With high morbidity and mortality, liver disease presents a major threat to human health. Many stimuli, such as viral hepatitis, alcohol abuse, drugs, metabolic diseases, and autoimmune attack, can trigger chronic/acute liver injury and inflammation, which result in liver failure, cirrhosis and associated hepatocellular carcinoma. Orthotopic liver transplantation is the only effective treatment for liver cirrhosis and liver failure. However, the number of suitable donor organs is very limited. Adults on the waiting list for liver transplantation suffer from a mortality rate of almost 11% . Patients are too weak to wait for suitable donor organs, so the best opportunity for treatment is missed.

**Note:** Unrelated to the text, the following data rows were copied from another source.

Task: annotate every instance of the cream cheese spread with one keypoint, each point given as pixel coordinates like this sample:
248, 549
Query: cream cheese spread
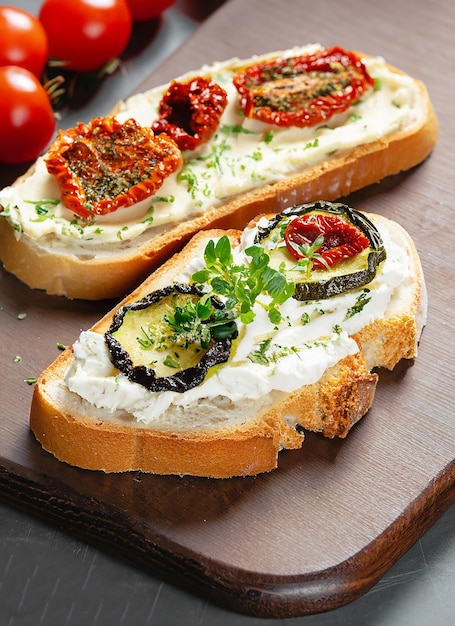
312, 337
242, 155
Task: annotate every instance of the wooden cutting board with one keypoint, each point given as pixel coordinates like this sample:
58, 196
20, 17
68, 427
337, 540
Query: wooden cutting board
322, 529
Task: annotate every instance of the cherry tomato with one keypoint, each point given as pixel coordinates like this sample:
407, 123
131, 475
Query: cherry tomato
86, 34
143, 10
23, 40
27, 120
341, 240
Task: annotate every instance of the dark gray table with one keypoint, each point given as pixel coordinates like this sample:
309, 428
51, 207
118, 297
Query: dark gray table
50, 577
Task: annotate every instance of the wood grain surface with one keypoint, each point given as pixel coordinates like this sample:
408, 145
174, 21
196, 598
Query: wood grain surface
323, 528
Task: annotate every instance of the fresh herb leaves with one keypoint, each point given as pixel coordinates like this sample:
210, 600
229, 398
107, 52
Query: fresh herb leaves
241, 285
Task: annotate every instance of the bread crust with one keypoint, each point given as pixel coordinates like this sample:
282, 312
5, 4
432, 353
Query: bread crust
79, 434
84, 277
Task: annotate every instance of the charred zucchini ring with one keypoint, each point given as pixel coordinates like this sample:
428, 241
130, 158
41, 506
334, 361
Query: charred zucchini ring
168, 340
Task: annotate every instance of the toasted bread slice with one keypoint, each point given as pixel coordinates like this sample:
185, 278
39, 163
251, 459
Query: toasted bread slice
222, 436
83, 268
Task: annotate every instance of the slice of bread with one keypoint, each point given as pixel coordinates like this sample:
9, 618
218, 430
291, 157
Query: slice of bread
68, 266
229, 434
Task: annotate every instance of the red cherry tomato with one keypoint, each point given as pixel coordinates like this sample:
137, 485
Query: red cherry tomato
27, 120
143, 10
86, 34
341, 240
23, 40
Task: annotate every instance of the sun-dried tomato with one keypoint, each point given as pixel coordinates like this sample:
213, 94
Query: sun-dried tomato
341, 240
302, 90
190, 112
105, 165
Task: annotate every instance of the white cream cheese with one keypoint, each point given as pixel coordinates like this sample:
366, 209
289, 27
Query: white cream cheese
300, 350
243, 154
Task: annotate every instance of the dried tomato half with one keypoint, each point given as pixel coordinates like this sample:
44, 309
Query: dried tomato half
340, 240
190, 112
302, 90
105, 165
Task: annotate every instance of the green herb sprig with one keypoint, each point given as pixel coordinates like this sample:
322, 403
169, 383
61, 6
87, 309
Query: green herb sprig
241, 285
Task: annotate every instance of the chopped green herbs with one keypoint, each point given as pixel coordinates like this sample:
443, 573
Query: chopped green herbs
241, 285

In addition, liver transplantation is expensive and not available for all patients. There is an urgent need to search for a more effective and feasible treatment for patients with liver cirrhosis and liver failure.

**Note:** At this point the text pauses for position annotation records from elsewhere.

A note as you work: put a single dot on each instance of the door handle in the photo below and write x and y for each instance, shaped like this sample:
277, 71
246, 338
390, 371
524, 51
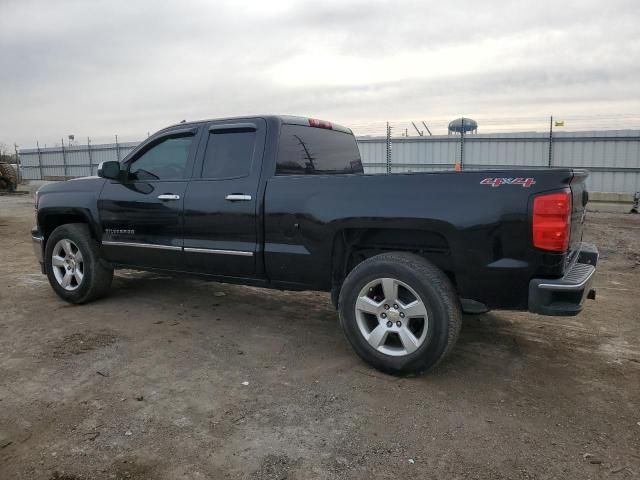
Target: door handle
238, 197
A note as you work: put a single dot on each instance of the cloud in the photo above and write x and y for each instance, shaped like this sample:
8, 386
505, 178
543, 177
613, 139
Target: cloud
100, 68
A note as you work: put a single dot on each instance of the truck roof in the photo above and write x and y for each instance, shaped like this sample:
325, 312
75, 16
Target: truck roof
284, 119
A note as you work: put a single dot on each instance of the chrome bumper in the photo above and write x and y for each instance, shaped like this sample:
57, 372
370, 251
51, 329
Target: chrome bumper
565, 296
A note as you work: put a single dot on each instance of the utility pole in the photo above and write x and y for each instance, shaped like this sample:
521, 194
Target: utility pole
551, 140
89, 153
462, 144
18, 172
388, 148
39, 159
64, 159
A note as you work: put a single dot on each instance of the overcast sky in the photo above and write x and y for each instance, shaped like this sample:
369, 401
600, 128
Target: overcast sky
128, 67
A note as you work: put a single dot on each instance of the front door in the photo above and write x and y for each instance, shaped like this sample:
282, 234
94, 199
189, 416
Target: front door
141, 215
220, 220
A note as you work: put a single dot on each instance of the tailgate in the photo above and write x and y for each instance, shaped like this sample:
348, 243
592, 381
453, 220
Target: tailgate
579, 200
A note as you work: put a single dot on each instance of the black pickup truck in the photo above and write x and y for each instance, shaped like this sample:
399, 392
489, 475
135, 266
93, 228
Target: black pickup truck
283, 202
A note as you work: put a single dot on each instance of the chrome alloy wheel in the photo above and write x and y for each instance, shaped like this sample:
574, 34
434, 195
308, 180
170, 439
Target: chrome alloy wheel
67, 264
391, 317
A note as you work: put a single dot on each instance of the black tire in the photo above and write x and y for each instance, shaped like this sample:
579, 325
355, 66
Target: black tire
97, 276
436, 293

At present, cell therapy with hepatocytes, hemopoietic cells, immune cells, endothelial progenitor cells and mesenchymal stem cells has been suggested to be a promising candidate therapy for liver diseases . A large body of studies investigated their advantages and disadvantages (Table 1). Among the cell types, MSCs have been the most promising cells because of their many advantages. (1) MSCs can be isolated easily from a wide variety of tissues and can be expanded in vitro without changing their properties. (2) MSCs can be injected into patients by allogeneic transplantation because of their low immunogenicity. Therefore, we can generate reserves of MSCs that we can give to patients at any time. (3) MSCs have the properties of self-renewal and can differentiate into multiple cell types. (4) Researchers have also shown the robust immunomodulation of MSCs. (5) MSCs can also produce secretomes, including soluble factors and exosomes, which can favor regeneration and injury repair. (6) Most importantly, MSCs can migrate to injury sites where they can exert protective effects. Therefore, MSCs have been used to treat various tissue injuries and immune-related diseases in clinical trials. To date, 321 completed clinical trials using MSCs were summarized in Fig. 1 according to the website https://clinicaltrials.gov/. Among them, bone/cartilage, brain/Nero and immune-related diseases account for almost 50% of all MSC-based clinical trials. In addition, we have noticed that 16 clinical trials are related to liver-related diseases. For liver diseases, however, both tissue damage and overactivation of inflammation always go hand in hand. Therefore, from every perspective, MSCs would be the best candidate for cell therapy of liver diseases. However, there are still many issues, and any confusion should be resolved before MSC application in the clinic.